Subject terms: Genome-wide association studies, Medical genetics, Oral diseases, Epidemiology


Dental caries and periodontitis are among the most common medical conditions. Here, the authors report a GWAS for measures of oral health that reveals 47 risk loci for caries, find genetic correlation with 31 other complex traits and use Mendelian randomization analyses to explore potential causal relationships.

Introduction

The 2016 Global Burden of Diseases, Injuries and Risk Factors Study1 estimated that dental caries in permanent teeth and periodontitis were the leading and 11th most prevalent causes of disease worldwide in 2016. Characterising the aetiology of these diseases is a priority as they confer major health2 and financial burden, with the global cost of dental diseases exceeding 540 billion US dollars in 20153. Part of this story is the genetic contribution to oral health outcomes and the heritability of dental caries and periodontitis have been reported to be as high as 50%4,5. However, the nature of this contribution remains poorly characterised despite the promise that increased understanding of genetic factors can bring with respect to aetiology dissection and theoretically, clinical management

Genome-wide association studies (GWAS) for dental caries have investigated measures, including overall caries experience6,7, specific presentations of disease and the presence or absence of disease in paediatric populations8,9. To date, few reliable genetic-association signals have been found, and this is likely to reflect different measurement approaches used, complex genetic architecture10 of dental caries or limited statistical power to detect associations. GWAS for periodontitis have investigated measures, including the presence or absence of disease11, quantitative measures of periodontal status12, severe presentations of disease13, molecular and microbial intermediaries of disease14 and composite phenotypes such as GWAS for principal components which aim to capture multiple facets of periodontal health15. These studies have not yielded consistent evidence of specific genetic contributions to periodontitis9.
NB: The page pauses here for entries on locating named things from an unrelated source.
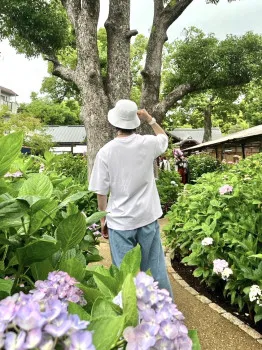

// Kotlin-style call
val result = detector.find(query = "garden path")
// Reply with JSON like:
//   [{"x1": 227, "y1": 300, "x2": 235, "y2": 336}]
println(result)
[{"x1": 93, "y1": 219, "x2": 262, "y2": 350}]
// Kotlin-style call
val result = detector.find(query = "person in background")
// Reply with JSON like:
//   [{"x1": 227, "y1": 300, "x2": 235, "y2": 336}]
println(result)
[
  {"x1": 173, "y1": 148, "x2": 189, "y2": 185},
  {"x1": 159, "y1": 156, "x2": 171, "y2": 171},
  {"x1": 89, "y1": 100, "x2": 172, "y2": 296}
]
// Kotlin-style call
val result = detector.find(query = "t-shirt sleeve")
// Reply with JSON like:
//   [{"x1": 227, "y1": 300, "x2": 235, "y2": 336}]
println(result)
[
  {"x1": 88, "y1": 152, "x2": 109, "y2": 195},
  {"x1": 154, "y1": 134, "x2": 168, "y2": 158}
]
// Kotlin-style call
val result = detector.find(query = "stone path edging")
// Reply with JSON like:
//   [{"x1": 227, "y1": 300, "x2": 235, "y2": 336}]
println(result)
[{"x1": 165, "y1": 252, "x2": 262, "y2": 344}]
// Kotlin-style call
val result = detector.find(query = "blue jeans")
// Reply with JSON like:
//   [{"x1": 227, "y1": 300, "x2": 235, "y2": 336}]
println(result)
[{"x1": 109, "y1": 220, "x2": 173, "y2": 298}]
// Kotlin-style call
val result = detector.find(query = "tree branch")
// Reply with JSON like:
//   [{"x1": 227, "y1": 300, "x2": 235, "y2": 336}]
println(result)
[
  {"x1": 61, "y1": 0, "x2": 81, "y2": 27},
  {"x1": 163, "y1": 0, "x2": 193, "y2": 30},
  {"x1": 45, "y1": 57, "x2": 77, "y2": 85},
  {"x1": 140, "y1": 0, "x2": 193, "y2": 110},
  {"x1": 105, "y1": 0, "x2": 132, "y2": 105},
  {"x1": 126, "y1": 29, "x2": 138, "y2": 40}
]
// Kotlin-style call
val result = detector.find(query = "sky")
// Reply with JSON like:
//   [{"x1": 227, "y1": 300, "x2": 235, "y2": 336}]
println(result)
[{"x1": 0, "y1": 0, "x2": 262, "y2": 103}]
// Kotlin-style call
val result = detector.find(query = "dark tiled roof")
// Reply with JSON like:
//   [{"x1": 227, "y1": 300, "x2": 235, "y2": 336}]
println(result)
[
  {"x1": 0, "y1": 86, "x2": 18, "y2": 96},
  {"x1": 183, "y1": 125, "x2": 262, "y2": 150},
  {"x1": 168, "y1": 127, "x2": 222, "y2": 143},
  {"x1": 45, "y1": 125, "x2": 86, "y2": 144}
]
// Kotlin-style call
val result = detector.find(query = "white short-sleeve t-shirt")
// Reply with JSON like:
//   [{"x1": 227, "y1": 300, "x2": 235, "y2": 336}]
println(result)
[{"x1": 89, "y1": 134, "x2": 168, "y2": 230}]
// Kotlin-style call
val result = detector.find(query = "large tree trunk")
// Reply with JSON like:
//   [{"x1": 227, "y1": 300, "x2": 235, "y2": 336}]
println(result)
[
  {"x1": 203, "y1": 106, "x2": 212, "y2": 142},
  {"x1": 57, "y1": 0, "x2": 193, "y2": 174}
]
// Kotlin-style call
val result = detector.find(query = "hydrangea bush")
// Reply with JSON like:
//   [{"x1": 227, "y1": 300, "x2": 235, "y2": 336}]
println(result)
[
  {"x1": 156, "y1": 170, "x2": 183, "y2": 214},
  {"x1": 164, "y1": 154, "x2": 262, "y2": 322},
  {"x1": 187, "y1": 153, "x2": 221, "y2": 183},
  {"x1": 0, "y1": 134, "x2": 200, "y2": 350},
  {"x1": 0, "y1": 133, "x2": 106, "y2": 295},
  {"x1": 0, "y1": 247, "x2": 200, "y2": 350}
]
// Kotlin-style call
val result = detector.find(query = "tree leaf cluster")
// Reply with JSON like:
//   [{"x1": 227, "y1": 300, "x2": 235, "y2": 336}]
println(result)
[{"x1": 0, "y1": 0, "x2": 73, "y2": 57}]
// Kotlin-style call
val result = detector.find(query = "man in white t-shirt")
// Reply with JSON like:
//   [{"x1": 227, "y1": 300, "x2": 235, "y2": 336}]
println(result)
[{"x1": 89, "y1": 100, "x2": 172, "y2": 295}]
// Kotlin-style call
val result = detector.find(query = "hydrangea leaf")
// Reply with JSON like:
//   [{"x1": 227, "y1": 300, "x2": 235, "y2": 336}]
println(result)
[
  {"x1": 0, "y1": 133, "x2": 23, "y2": 176},
  {"x1": 88, "y1": 316, "x2": 125, "y2": 350},
  {"x1": 59, "y1": 258, "x2": 85, "y2": 282},
  {"x1": 56, "y1": 213, "x2": 86, "y2": 251},
  {"x1": 19, "y1": 174, "x2": 53, "y2": 198},
  {"x1": 122, "y1": 273, "x2": 138, "y2": 327},
  {"x1": 16, "y1": 239, "x2": 60, "y2": 265},
  {"x1": 67, "y1": 301, "x2": 91, "y2": 321},
  {"x1": 0, "y1": 279, "x2": 14, "y2": 299}
]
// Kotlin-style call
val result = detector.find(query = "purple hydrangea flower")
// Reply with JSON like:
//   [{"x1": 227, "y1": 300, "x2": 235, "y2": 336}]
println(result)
[
  {"x1": 119, "y1": 272, "x2": 192, "y2": 350},
  {"x1": 173, "y1": 148, "x2": 184, "y2": 158},
  {"x1": 31, "y1": 271, "x2": 86, "y2": 305},
  {"x1": 219, "y1": 185, "x2": 233, "y2": 195},
  {"x1": 0, "y1": 272, "x2": 95, "y2": 350}
]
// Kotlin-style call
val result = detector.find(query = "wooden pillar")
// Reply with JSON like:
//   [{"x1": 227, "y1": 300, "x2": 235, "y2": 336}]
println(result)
[{"x1": 241, "y1": 143, "x2": 246, "y2": 159}]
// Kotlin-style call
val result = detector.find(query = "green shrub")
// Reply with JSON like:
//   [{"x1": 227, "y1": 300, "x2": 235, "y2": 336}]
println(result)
[
  {"x1": 49, "y1": 153, "x2": 87, "y2": 184},
  {"x1": 0, "y1": 133, "x2": 105, "y2": 298},
  {"x1": 187, "y1": 153, "x2": 221, "y2": 183},
  {"x1": 165, "y1": 154, "x2": 262, "y2": 321},
  {"x1": 157, "y1": 170, "x2": 183, "y2": 214}
]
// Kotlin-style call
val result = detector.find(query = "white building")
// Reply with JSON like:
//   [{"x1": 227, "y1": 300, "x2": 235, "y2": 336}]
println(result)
[{"x1": 0, "y1": 86, "x2": 18, "y2": 113}]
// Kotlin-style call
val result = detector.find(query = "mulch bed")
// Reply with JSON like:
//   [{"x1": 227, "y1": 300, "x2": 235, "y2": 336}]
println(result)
[{"x1": 171, "y1": 257, "x2": 262, "y2": 334}]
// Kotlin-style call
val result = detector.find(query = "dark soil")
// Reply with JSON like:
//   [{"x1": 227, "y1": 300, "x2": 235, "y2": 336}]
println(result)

Currently, there is a trade-off between phenotypic refinement and obtaining valid phenotype data in sufficiently large cohorts to allow statistical power for genome-wide analyses. Given the logistical and economic challenges in obtaining detailed phenotypes in large populations, studies have focused on clinical outcomes indicating the presence or absence of manifest disease. Recent studies of other complex traits have taken a different approach and circumvented the limited availability of refined clinical phenotypes by taking advantage of extremely large, population-based, cohorts with both genetic data and less-refined proxy phenotypes. The UK Biobank (UKB), for example, includes information from approximately half a million participants16. The presence of less well defined but informative phenotypes has enabled successful association signal discoveries for several complex traits, yielding important biological insights17. In order to achieve further understanding of genetic contributions to caries and periodontitis, a shift in analysis scale—afforded by a similar approach to measurement—is required.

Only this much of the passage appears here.